There are different characteristic sizes used to describe particle populations. For the same PSD, various characteristic sizes differ in magnitude. The mean volume size, D_v, is usually larger than other commonly used characteristic sizes describing PSDs such as the median mass size, the mean size, the effective size, and the mean volume diameter. Characteristic size nomenclature and definition differences need to be accounted for when comparing data from different retrieval approaches and model studies. Approximate relations among characteristic sizes other than D_v and DWR can be readily obtained from D_v–DWR relations and relations between these other sizes and D_v (Fig. 8).

Overall, the results of this study indicate the robustness of the DWR radar approach for inferring characteristic sizes of ice hydrometeors. Since atmospheric ice particles are generally non-spherical and are not randomly oriented, the influences of the geometry of viewing are important for dual-wavelength methods and also for triple-wavelength approaches, which predominantly use vertical beam measurements. Measurements with nearly horizontal radar beam pointing are better suited for size retrievals as they are less susceptible to the effects of particle non-sphericity and preferential orientation, so characteristic size retrievals for this measurement geometry have smaller uncertainties. Future enhancements of multi-wavelength radar remote sensing methods for retrievals of ice hydrometeor microphysical parameters need to account for realistic orientations of particles. The ICICLE radar measurements can provide a valuable data set for testing different computational approaches of calculating ice hydrometeor scattering properties.
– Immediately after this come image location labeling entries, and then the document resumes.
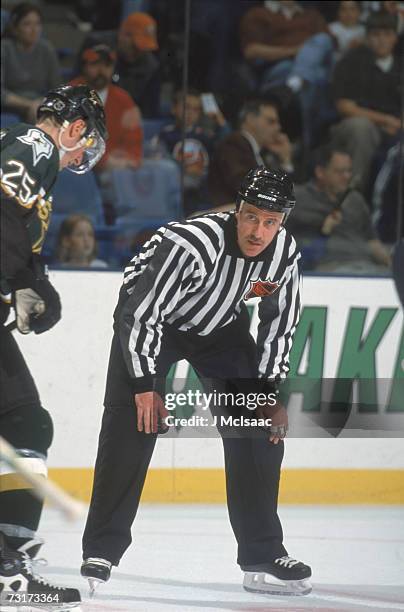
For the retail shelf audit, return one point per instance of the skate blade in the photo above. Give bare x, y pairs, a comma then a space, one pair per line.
266, 584
93, 583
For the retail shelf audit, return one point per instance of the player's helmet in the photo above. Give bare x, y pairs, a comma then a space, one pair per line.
68, 103
267, 189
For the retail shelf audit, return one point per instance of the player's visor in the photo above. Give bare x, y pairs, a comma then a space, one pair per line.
94, 149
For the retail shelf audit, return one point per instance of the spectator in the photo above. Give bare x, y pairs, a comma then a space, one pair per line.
258, 141
125, 136
348, 30
286, 44
197, 148
385, 197
137, 68
331, 222
29, 65
367, 96
76, 244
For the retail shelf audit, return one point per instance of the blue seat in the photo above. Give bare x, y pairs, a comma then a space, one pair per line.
7, 119
73, 194
148, 194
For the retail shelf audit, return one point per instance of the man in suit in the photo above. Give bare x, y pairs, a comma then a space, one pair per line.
258, 141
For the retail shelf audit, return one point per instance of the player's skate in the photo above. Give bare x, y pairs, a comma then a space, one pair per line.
96, 571
284, 576
19, 586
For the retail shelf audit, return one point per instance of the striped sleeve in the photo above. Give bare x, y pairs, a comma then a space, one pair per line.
172, 270
278, 319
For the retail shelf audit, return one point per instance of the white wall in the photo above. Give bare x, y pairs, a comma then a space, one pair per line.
69, 365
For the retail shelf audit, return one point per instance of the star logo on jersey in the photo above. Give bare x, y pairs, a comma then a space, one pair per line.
261, 288
41, 146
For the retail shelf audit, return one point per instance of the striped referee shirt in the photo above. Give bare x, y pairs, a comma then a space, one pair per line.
192, 275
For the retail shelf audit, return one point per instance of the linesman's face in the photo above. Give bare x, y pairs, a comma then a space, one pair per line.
256, 228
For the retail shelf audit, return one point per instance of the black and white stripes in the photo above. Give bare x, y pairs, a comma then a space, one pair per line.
193, 276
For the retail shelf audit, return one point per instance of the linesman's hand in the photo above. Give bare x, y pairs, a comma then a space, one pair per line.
151, 412
279, 418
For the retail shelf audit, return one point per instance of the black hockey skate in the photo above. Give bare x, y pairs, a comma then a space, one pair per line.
19, 586
283, 576
96, 571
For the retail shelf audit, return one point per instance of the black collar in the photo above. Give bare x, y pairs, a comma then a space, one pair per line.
232, 247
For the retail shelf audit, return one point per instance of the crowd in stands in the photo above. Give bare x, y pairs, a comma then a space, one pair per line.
313, 88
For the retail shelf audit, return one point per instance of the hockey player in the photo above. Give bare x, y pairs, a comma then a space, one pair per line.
183, 297
70, 133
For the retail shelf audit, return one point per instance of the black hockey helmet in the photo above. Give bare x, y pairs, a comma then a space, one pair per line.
267, 189
70, 102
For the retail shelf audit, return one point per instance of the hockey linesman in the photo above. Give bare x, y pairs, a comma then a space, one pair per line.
70, 133
183, 298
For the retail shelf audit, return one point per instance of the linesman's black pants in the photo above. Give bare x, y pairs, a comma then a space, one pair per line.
252, 463
25, 425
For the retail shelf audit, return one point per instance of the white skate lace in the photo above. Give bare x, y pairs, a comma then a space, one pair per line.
286, 561
98, 561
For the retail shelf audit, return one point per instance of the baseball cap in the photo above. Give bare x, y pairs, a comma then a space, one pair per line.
143, 29
98, 53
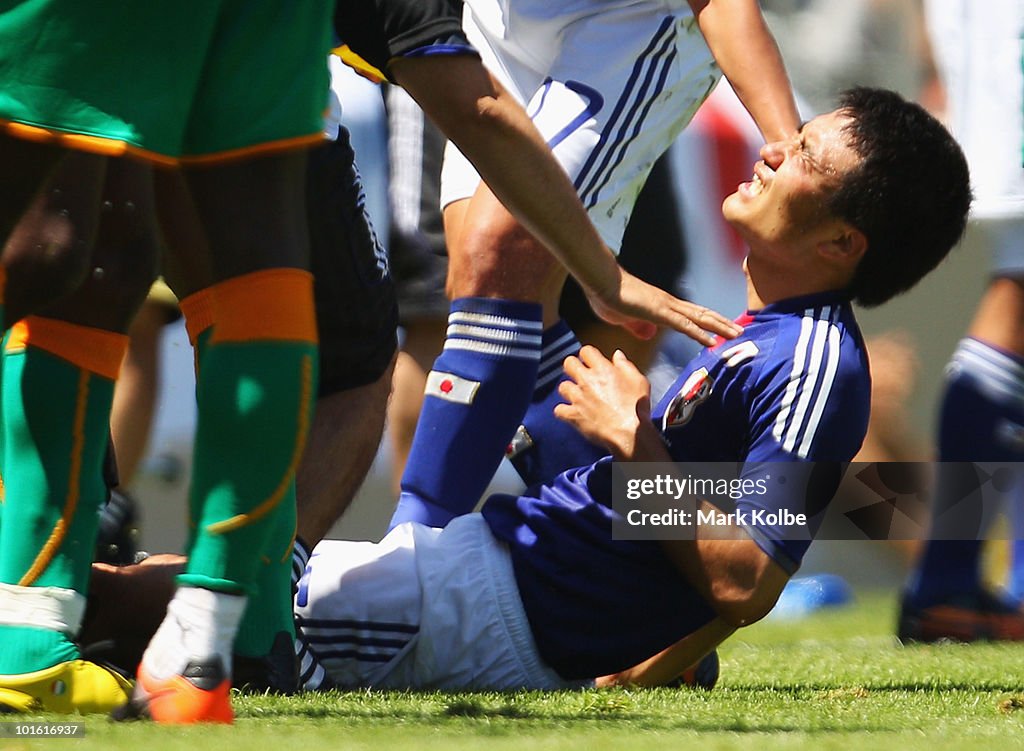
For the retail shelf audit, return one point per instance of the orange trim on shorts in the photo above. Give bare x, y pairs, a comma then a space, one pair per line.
56, 538
258, 150
198, 311
271, 304
82, 142
302, 430
96, 350
115, 148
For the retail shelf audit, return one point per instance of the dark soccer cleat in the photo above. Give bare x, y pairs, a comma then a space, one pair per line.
199, 694
978, 617
702, 675
117, 539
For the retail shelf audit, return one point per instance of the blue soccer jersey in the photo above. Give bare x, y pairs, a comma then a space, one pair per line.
794, 387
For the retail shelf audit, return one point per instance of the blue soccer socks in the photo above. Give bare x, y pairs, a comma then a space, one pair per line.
982, 419
477, 392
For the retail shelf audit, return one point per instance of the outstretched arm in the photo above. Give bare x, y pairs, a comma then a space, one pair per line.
496, 134
747, 52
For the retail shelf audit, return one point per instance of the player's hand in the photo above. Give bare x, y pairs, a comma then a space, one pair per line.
641, 307
608, 400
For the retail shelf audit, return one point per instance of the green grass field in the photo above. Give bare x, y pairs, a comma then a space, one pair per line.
835, 680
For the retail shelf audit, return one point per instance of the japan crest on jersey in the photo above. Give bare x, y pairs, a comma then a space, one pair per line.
696, 388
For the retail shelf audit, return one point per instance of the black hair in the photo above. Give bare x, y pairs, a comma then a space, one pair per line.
909, 195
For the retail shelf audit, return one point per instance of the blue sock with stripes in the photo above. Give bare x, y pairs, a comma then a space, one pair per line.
981, 420
545, 446
476, 394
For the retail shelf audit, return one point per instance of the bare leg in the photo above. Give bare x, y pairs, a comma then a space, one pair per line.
343, 441
135, 395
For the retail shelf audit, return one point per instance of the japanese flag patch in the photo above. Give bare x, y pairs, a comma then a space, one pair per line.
451, 387
695, 390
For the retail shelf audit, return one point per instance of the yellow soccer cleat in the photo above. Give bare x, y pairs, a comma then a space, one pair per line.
75, 686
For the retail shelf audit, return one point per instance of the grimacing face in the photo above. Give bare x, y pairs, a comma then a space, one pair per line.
785, 200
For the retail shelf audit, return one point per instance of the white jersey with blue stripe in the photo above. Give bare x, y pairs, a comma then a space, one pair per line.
793, 387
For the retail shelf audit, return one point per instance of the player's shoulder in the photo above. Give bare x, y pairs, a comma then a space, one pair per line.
806, 332
378, 31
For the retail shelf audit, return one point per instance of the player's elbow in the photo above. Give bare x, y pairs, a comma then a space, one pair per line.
748, 596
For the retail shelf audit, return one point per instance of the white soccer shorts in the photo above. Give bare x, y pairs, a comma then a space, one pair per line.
609, 84
424, 609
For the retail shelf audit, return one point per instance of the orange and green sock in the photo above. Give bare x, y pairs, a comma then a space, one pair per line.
56, 391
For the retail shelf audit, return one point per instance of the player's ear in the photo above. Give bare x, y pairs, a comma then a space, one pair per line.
846, 244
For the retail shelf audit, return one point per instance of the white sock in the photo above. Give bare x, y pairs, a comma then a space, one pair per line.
199, 624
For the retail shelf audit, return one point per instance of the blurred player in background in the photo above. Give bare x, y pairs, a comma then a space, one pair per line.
979, 54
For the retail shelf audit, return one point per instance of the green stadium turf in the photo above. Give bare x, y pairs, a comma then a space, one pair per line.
833, 680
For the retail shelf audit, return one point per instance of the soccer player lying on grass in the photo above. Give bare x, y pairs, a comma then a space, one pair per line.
535, 591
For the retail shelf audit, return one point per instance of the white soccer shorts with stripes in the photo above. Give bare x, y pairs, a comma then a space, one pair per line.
424, 609
609, 84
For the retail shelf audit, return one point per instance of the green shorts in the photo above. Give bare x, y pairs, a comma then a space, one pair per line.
170, 80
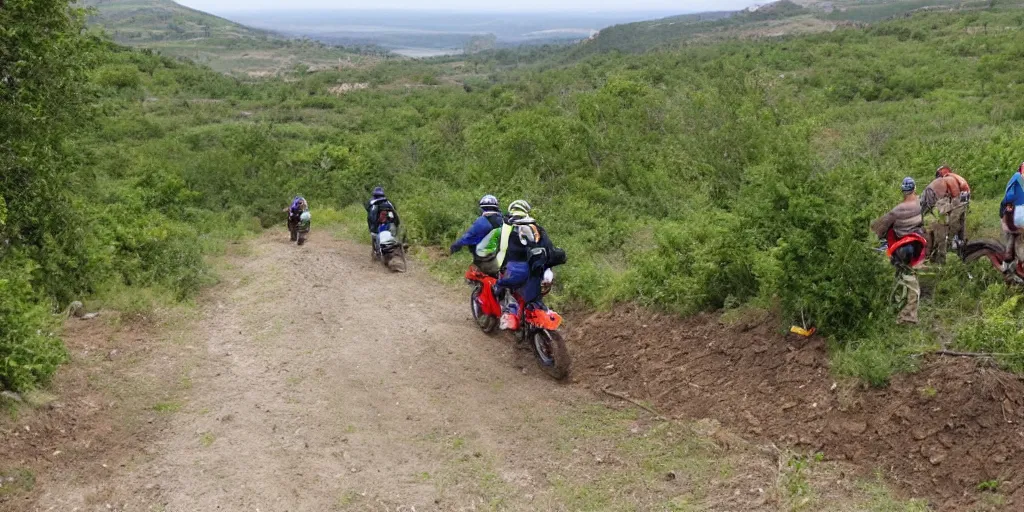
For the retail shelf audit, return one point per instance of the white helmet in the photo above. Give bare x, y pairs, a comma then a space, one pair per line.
488, 203
519, 208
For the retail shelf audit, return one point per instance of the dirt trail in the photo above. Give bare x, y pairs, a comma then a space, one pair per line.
329, 383
332, 380
320, 381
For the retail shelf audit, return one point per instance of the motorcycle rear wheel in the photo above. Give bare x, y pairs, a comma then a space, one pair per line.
553, 357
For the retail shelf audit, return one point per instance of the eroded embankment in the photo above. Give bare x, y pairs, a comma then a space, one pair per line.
941, 433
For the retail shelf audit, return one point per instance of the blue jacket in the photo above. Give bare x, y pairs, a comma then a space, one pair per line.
1015, 190
481, 226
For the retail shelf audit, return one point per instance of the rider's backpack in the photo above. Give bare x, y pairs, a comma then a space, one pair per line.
487, 248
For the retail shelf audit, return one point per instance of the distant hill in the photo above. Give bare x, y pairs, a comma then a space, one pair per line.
769, 19
223, 45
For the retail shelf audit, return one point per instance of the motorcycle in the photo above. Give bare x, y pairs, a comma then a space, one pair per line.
388, 250
532, 324
994, 251
298, 226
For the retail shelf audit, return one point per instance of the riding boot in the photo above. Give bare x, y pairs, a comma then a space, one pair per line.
909, 312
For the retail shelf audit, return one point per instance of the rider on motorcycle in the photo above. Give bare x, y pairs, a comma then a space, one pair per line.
299, 206
946, 198
902, 227
1010, 214
380, 212
525, 253
483, 237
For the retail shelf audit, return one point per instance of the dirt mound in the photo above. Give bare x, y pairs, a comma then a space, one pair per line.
939, 433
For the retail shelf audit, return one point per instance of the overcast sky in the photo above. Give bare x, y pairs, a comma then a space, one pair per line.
475, 5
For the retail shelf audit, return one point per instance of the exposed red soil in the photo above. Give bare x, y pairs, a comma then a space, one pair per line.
938, 433
90, 424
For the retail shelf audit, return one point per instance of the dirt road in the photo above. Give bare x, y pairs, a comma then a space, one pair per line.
326, 382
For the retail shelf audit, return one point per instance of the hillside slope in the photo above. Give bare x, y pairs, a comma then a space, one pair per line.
783, 17
223, 45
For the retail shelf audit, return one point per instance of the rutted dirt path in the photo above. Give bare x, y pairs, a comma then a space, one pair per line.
324, 382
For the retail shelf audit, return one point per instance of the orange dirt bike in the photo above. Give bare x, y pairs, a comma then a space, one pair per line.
994, 251
535, 324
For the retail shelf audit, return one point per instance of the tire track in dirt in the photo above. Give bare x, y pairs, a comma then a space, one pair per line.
328, 383
331, 382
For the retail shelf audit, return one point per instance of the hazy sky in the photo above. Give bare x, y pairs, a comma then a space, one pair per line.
475, 5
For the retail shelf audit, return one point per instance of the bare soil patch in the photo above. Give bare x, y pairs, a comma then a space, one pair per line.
944, 433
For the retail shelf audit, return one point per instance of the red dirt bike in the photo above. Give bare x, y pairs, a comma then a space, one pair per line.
537, 325
973, 251
918, 246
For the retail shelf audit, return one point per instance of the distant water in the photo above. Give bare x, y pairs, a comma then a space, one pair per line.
425, 52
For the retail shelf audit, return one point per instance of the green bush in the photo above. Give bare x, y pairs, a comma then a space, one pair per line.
118, 77
30, 350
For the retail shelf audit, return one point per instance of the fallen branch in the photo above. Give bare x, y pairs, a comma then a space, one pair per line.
642, 406
953, 353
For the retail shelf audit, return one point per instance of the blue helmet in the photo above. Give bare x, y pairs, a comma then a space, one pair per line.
908, 185
488, 203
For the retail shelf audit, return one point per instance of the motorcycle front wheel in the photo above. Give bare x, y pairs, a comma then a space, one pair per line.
486, 323
549, 347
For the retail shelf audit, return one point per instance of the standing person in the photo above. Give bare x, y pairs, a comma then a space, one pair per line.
380, 212
1010, 214
944, 203
483, 237
295, 212
902, 227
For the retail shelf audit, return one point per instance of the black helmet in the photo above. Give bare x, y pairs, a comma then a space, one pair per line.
908, 185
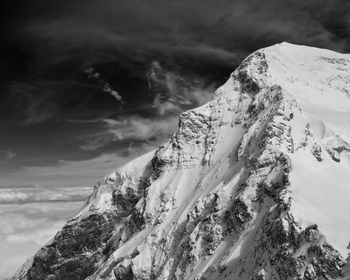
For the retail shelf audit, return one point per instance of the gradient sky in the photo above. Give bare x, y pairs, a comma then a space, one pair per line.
103, 81
87, 85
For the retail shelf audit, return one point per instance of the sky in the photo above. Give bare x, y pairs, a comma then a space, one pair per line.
88, 85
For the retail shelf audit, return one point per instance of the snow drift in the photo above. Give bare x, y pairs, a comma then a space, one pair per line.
253, 185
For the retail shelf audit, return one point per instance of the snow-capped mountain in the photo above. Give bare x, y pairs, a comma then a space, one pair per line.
254, 184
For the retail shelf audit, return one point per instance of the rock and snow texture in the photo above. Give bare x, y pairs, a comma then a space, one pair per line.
254, 184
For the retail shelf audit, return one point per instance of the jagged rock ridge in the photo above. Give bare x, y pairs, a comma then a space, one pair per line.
253, 185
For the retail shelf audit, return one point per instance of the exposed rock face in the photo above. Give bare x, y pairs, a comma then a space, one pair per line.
223, 198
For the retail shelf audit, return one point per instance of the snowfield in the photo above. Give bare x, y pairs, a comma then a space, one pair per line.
253, 185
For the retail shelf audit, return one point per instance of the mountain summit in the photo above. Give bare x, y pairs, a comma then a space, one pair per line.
253, 185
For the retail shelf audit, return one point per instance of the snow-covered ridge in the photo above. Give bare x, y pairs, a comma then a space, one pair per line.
253, 185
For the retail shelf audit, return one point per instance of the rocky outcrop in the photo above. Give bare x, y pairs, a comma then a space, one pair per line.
214, 202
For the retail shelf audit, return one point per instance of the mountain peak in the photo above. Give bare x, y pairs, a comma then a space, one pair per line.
253, 185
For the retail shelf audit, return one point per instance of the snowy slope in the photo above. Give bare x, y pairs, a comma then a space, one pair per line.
253, 185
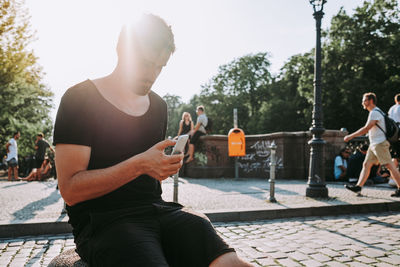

Besides the NAWX, X–W-band radar measurements are available from a number of airborne platforms (e.g., Heymsfield et al., 2016) and ground-based sites including the US Department of Energy's Atmospheric Radiation Measurement (ARM) facilities (Kollias et al., 2014). The relations suggested here between DWR and the characteristic particle size can be used with measurements from these radar data. Attenuation effects (especially those at W band), however, need to be accounted for if radar measurements are performed at longer ranges. The results of this study could also be potentially useful for dual-wavelength radar measurements for which lower radar frequencies such those at S band or C band (i.e., ∼ 3 or ∼ 5.5 GHz, respectively) are used instead of the X-band frequency. Combinations of S- and W-band frequency radar measurements could be available from spatially matching spaceborne CloudSat W-band reflectivities with those from the US Next Generation Weather Radar (NEXRAD) ground-based S-band systems (e.g., Matrosov, 2010).